The Worst of the Worst

[I’m posting this because I think it’s okay to be this vulnerable. I guess I think it’s fine to expose yourself. . . because that shows you and who ever is listening how far you’ve come. Reading this, It doesn’t seem like me, not really even a very sad, scared, pessimistic version of me, but that’s okay. That’s where I had to go, to get to where I am now. When crisis happens, we don’t deal with all at once. We deal with as much as we can at that time. And then months or years later, we deal with a little more. Not so long ago, this is where I was at. It was a process. . . and that’s okay.]


My Little Secret. . .

Three years ago yesterday, I ran away. Usually, I consider giving up or giving in a bad thing. I am a fighter. I think that with my will, I can make anything work. However, this particular time, it wasn’t a bad thing, at all. It was quite possibly the best decision of my whole life. Why? Well, that’s hard to explain. I am always confused about how to explain the two years of my life between ministry training school and actual college. Sometimes I say I worked, sometimes I say I lived on the beach, sometimes. . . I tell the truth. Sometimes I will try to get comfortable enough with someone to say that I was in a really controlling, really frightening situation in which I could not be myself, live my life, call home too often, talk to a myriad of people from my school or hometown, date boys, drink alcohol, hang out with people who dated or drank, visit another church, be close to people that did not commit to volunteering/dedicating their lives to my church, talk about my life to anyone who wasn’t at a higher ranking then me in the little system of the church, etc.

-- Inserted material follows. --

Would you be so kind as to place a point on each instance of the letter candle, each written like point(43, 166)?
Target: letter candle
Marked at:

I could try to list the dynamics of the organization further, but I don’t think that’s the point. The point is, I was in a cult. Two years of my life are unexplainable, barely recognizable, painful, and pointless. I never know what to say or who to tell.The thing is, I know it was partly my fault. Things got crazier and crazier and I stayed. Crazy starts to seem normal when you’ve been cut off from society for long enough. And when the 200 people around you think the crazy is holy and the rest of humanity is just “in-sin” or has “an un-renewed mind” and is basically just a group of unworthy outsiders, you want to stay in the group, because the group is all you have. I’ve been studying cults for a long time. And each time I read something new, I hope that the group I was in doesn’t fit the criteria. I hope this one time that it doesn’t add up and that I wasn’t really in a cult. Each time it does. Every time. The way the leader acted, the way the followers acted in response to the leader, the insane boundaries, the isolation… It always fits. And then each time, I look at myself, and say, “Okay, there it is Amanda. You really were in a cult.” But that never makes it better. Explaining it doesn’t make it better. Understanding it doesn’t make it better. Nothing makes it better.I feel so helpless when I look back. I can’t go back and help the people I knew there. I can’t go back and help the me that is stuck there. I can’t redeem the time. I spend a lot of time worrying about people who are still there. I worry about them a lot, but I can’t do anything. I can’t go light the church on fire. I can’t shake them and say, “You’re good enough on your own. You don’t need this. This does not impress God. You don’t have to fit his mold. You don’t have to be cookie-cutter. Live a life you love. Follow your own damn dreams. Follow your heart. That’s where God is.” But I can’t do that either. If I say too much when I do get that sporadic call from someone who is thinking of leaving. . . I could push them away. I know how badly I fought everyone on the outside, who wanted to help get me out. . . It’s a lot to handle.

I get over-whelmed a lot.

I have gone to counseling twice now and brought up everything in the world besides… well this. And this… is probably the one thing that needs to be talked about in counseling. Talking about your ex-boyfriend and dealing with your time management issues are great, but I have to stop letting this hidden secret, be a hidden secret. I have to know what to do with it, day to day. I have to get help. So that’s where I am at on this journey. I left three years ago yesterday. I drove down A1A Beach Boulevard with everything I owned in my car, in the middle of the night, afraid of everything, but knowing that if I could just make it out, I would go to school, I would live my life, and I would make a difference in the world. Now, I am living my life, going to school and making a difference in the world, yet the pain hasn’t stopped. I guess I’m ready for what’s next: dealing with this. I’ll be sure to let you know how it goes.